Class Notes: Meeting 3
A Quick Review of Our Discussions Thus Far
Here's a quick review of some things we've discussed thus far in the seminar:
- This course is about "Arguing with Computers," which carries at least four valences:
- 1) We will make arguments with computers (here, the computer is assumed to be more or less invisible; as an instrument, it facilitates the act of exegesis, discovery, aggregation, expression, or the like);
- 2) We will develop a skepticism of computational approaches (here, we enter a sort of hermeneutics of suspicion, where we will dig beyond what's obvious or superficial about computation; we may also question the very act of using them for the purposes of exegesis);
- 3) We will become frustrated with computers, especially when they are not user-friendly, instrumental, or conducive to efficiency (here, the computer resists immediacy and immersion; there is a resistance in the materials); and
- 4) We will read computational approaches to literary and cultural criticism back onto a longer history of critical practice, in order to see what tensions and resonances emerge (here, we are entertaining the idea that something's indeed different/distinct about computational approaches, and that the machine/network affords something that previous models for criticism do not).
- When conducting this work, mediation will often be our object of study. We will ask not only why certain media are relevant to particular research topics, but also how the act of criticism is tied to questions of perception and attention, not to mention how mediation can be historicized.
- The four points above correspond somewhat neatly with our recent discussion of "Love of the Middle" (by Galloway). In the list, we have clear communication, deep communication, stresspoint communication, iridescent communication, and furious communication.

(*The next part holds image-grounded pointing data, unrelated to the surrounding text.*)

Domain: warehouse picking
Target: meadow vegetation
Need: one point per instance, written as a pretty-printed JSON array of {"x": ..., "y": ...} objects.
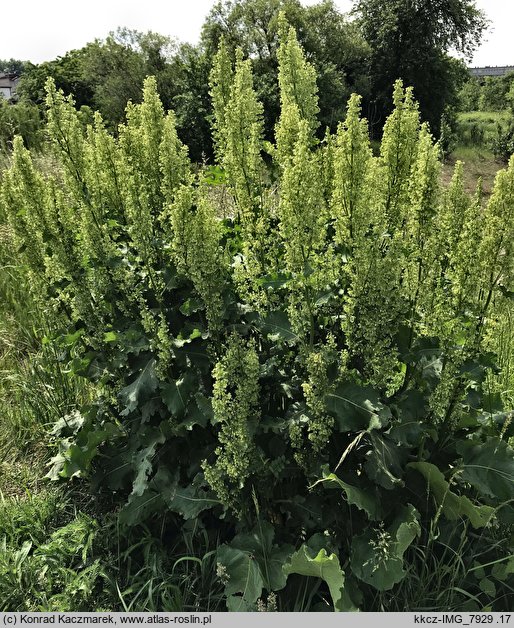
[{"x": 283, "y": 381}]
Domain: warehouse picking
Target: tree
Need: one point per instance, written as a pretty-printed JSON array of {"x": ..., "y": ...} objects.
[
  {"x": 12, "y": 66},
  {"x": 332, "y": 44},
  {"x": 410, "y": 39}
]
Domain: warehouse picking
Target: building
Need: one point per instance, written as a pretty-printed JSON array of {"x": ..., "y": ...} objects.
[
  {"x": 497, "y": 70},
  {"x": 8, "y": 85}
]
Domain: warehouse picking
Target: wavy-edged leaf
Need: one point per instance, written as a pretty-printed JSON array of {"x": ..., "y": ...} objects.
[
  {"x": 364, "y": 499},
  {"x": 143, "y": 385},
  {"x": 277, "y": 326},
  {"x": 384, "y": 463},
  {"x": 357, "y": 408},
  {"x": 489, "y": 467},
  {"x": 244, "y": 574},
  {"x": 377, "y": 555},
  {"x": 320, "y": 566},
  {"x": 176, "y": 394},
  {"x": 453, "y": 506}
]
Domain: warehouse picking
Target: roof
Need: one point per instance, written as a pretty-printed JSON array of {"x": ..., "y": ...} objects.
[{"x": 489, "y": 70}]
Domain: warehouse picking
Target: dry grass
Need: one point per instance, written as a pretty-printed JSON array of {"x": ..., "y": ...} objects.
[{"x": 478, "y": 162}]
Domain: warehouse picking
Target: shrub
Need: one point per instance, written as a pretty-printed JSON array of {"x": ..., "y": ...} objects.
[
  {"x": 502, "y": 144},
  {"x": 303, "y": 380}
]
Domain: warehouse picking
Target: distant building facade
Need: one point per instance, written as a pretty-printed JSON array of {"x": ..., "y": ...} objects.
[
  {"x": 496, "y": 70},
  {"x": 7, "y": 85}
]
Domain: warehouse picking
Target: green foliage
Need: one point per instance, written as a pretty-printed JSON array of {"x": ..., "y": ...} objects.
[
  {"x": 410, "y": 41},
  {"x": 503, "y": 143},
  {"x": 22, "y": 119},
  {"x": 333, "y": 43},
  {"x": 291, "y": 380}
]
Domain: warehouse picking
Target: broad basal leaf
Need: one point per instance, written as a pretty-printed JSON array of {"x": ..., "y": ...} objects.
[
  {"x": 453, "y": 506},
  {"x": 489, "y": 467},
  {"x": 143, "y": 385},
  {"x": 365, "y": 499},
  {"x": 277, "y": 326},
  {"x": 244, "y": 574},
  {"x": 384, "y": 463},
  {"x": 319, "y": 566},
  {"x": 176, "y": 394},
  {"x": 357, "y": 408},
  {"x": 270, "y": 558}
]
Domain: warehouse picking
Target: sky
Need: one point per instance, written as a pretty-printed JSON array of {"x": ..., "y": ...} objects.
[{"x": 37, "y": 30}]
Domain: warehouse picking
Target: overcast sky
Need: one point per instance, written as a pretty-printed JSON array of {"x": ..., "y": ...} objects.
[{"x": 38, "y": 30}]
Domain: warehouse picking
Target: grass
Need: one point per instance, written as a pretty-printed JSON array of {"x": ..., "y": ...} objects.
[
  {"x": 62, "y": 550},
  {"x": 475, "y": 132}
]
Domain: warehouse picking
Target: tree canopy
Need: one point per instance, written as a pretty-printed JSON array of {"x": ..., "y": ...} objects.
[{"x": 411, "y": 39}]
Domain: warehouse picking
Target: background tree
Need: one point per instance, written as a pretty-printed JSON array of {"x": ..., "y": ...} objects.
[
  {"x": 12, "y": 66},
  {"x": 410, "y": 39}
]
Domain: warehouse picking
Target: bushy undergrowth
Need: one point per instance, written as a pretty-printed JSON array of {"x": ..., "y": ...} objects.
[{"x": 289, "y": 351}]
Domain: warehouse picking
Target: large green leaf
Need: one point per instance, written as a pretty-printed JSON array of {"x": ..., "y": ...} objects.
[
  {"x": 191, "y": 501},
  {"x": 143, "y": 463},
  {"x": 277, "y": 326},
  {"x": 453, "y": 506},
  {"x": 384, "y": 461},
  {"x": 319, "y": 566},
  {"x": 489, "y": 467},
  {"x": 377, "y": 555},
  {"x": 365, "y": 499},
  {"x": 176, "y": 394},
  {"x": 143, "y": 385},
  {"x": 357, "y": 408},
  {"x": 244, "y": 574},
  {"x": 270, "y": 558}
]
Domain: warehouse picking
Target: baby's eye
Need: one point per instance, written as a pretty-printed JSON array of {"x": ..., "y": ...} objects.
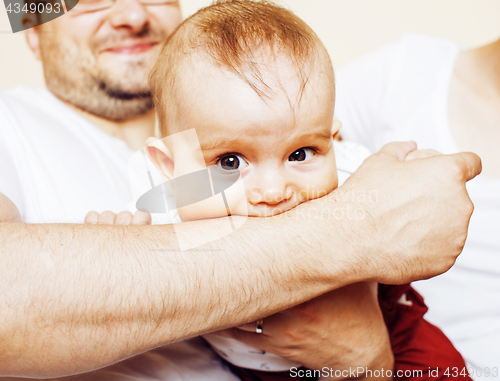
[
  {"x": 301, "y": 154},
  {"x": 232, "y": 162}
]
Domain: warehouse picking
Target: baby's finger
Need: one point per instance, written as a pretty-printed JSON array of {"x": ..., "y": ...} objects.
[
  {"x": 92, "y": 218},
  {"x": 107, "y": 218},
  {"x": 124, "y": 218},
  {"x": 421, "y": 154},
  {"x": 141, "y": 218}
]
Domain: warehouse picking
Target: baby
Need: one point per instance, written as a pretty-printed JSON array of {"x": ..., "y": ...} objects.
[{"x": 246, "y": 88}]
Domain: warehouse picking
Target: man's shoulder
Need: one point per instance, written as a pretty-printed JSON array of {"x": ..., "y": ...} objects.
[
  {"x": 409, "y": 53},
  {"x": 22, "y": 100},
  {"x": 23, "y": 95}
]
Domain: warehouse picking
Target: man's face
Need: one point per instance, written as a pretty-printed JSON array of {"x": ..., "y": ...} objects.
[{"x": 100, "y": 61}]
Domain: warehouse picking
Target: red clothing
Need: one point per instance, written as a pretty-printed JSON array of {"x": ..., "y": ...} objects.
[{"x": 417, "y": 345}]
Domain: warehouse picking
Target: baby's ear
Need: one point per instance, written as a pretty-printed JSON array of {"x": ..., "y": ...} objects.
[
  {"x": 162, "y": 158},
  {"x": 336, "y": 125}
]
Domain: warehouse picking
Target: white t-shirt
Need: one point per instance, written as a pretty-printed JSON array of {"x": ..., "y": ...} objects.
[
  {"x": 56, "y": 167},
  {"x": 400, "y": 93}
]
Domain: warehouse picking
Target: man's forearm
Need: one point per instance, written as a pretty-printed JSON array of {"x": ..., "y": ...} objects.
[{"x": 77, "y": 297}]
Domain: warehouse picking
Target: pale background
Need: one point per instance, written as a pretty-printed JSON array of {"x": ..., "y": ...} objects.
[{"x": 349, "y": 28}]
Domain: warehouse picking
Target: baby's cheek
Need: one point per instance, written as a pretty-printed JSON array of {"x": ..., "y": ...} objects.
[{"x": 318, "y": 184}]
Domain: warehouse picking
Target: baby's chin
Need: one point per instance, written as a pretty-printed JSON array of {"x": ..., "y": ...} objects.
[{"x": 271, "y": 210}]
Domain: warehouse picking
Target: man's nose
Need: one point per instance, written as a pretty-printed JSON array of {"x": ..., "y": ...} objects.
[
  {"x": 271, "y": 188},
  {"x": 129, "y": 14}
]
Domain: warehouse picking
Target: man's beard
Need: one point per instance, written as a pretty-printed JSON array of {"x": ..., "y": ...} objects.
[{"x": 77, "y": 79}]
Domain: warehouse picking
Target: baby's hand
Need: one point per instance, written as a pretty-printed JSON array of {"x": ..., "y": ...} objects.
[{"x": 123, "y": 218}]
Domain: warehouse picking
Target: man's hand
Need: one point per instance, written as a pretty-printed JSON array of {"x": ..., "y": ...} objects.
[
  {"x": 405, "y": 220},
  {"x": 341, "y": 329}
]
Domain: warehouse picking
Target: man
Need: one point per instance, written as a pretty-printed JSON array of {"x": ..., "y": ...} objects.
[
  {"x": 77, "y": 297},
  {"x": 453, "y": 107}
]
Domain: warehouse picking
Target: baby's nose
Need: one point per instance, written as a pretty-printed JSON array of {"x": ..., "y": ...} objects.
[{"x": 272, "y": 190}]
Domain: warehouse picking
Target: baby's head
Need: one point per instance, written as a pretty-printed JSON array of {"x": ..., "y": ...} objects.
[{"x": 257, "y": 86}]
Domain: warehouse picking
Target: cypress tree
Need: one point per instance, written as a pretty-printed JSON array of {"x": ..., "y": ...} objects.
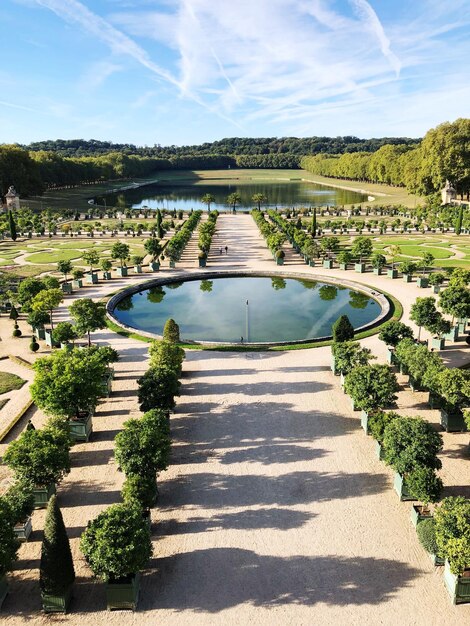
[
  {"x": 458, "y": 224},
  {"x": 12, "y": 225},
  {"x": 314, "y": 223},
  {"x": 56, "y": 572},
  {"x": 343, "y": 330},
  {"x": 171, "y": 331}
]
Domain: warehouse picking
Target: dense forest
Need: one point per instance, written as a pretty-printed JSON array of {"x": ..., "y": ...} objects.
[
  {"x": 420, "y": 166},
  {"x": 227, "y": 147}
]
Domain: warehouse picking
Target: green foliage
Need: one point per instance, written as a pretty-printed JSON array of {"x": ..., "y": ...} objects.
[
  {"x": 171, "y": 331},
  {"x": 453, "y": 532},
  {"x": 88, "y": 316},
  {"x": 67, "y": 383},
  {"x": 349, "y": 355},
  {"x": 40, "y": 457},
  {"x": 56, "y": 571},
  {"x": 393, "y": 332},
  {"x": 426, "y": 531},
  {"x": 342, "y": 329},
  {"x": 378, "y": 421},
  {"x": 157, "y": 389},
  {"x": 9, "y": 544},
  {"x": 371, "y": 386},
  {"x": 116, "y": 544},
  {"x": 410, "y": 442}
]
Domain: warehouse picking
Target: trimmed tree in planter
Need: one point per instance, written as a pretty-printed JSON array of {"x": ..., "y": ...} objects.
[
  {"x": 88, "y": 316},
  {"x": 453, "y": 386},
  {"x": 342, "y": 329},
  {"x": 40, "y": 457},
  {"x": 410, "y": 442},
  {"x": 453, "y": 541},
  {"x": 9, "y": 545},
  {"x": 56, "y": 571},
  {"x": 116, "y": 545},
  {"x": 171, "y": 331},
  {"x": 371, "y": 387},
  {"x": 157, "y": 389}
]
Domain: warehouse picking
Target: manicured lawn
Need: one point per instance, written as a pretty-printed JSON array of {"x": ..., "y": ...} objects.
[{"x": 8, "y": 382}]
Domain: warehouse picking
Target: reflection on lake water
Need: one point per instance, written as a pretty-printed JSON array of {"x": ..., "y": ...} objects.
[{"x": 257, "y": 309}]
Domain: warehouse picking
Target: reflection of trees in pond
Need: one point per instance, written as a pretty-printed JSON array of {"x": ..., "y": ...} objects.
[
  {"x": 308, "y": 284},
  {"x": 328, "y": 292},
  {"x": 156, "y": 294},
  {"x": 125, "y": 304},
  {"x": 358, "y": 300},
  {"x": 278, "y": 283},
  {"x": 206, "y": 285}
]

- On page 62 of Excommunication, Galloway writes:
hermeneutic interpretation and immanent iridescence are, at the turn of the millennium, gradually withering away; ascending in their place is the infuriation of distributed systems. In other words, and in more concrete terms, we can expect a tendential fall in the efficiency of both images and texts, in both poems and problems, and a marked increase in the efficiency of an entirely different mode of mediation, the system, the machine, the network.
We can take this statement as a sort of challenge for the seminar: Do we agree? Where is this statement persuasive, how, and to what effects? What does it assume? And where does it fall short?
Today (20 January, Meeting 3), this line of thinking brings us to the question of what new media are in the first place. We should also ask how we understand new media in relation to old media. In other words: What's new about new media?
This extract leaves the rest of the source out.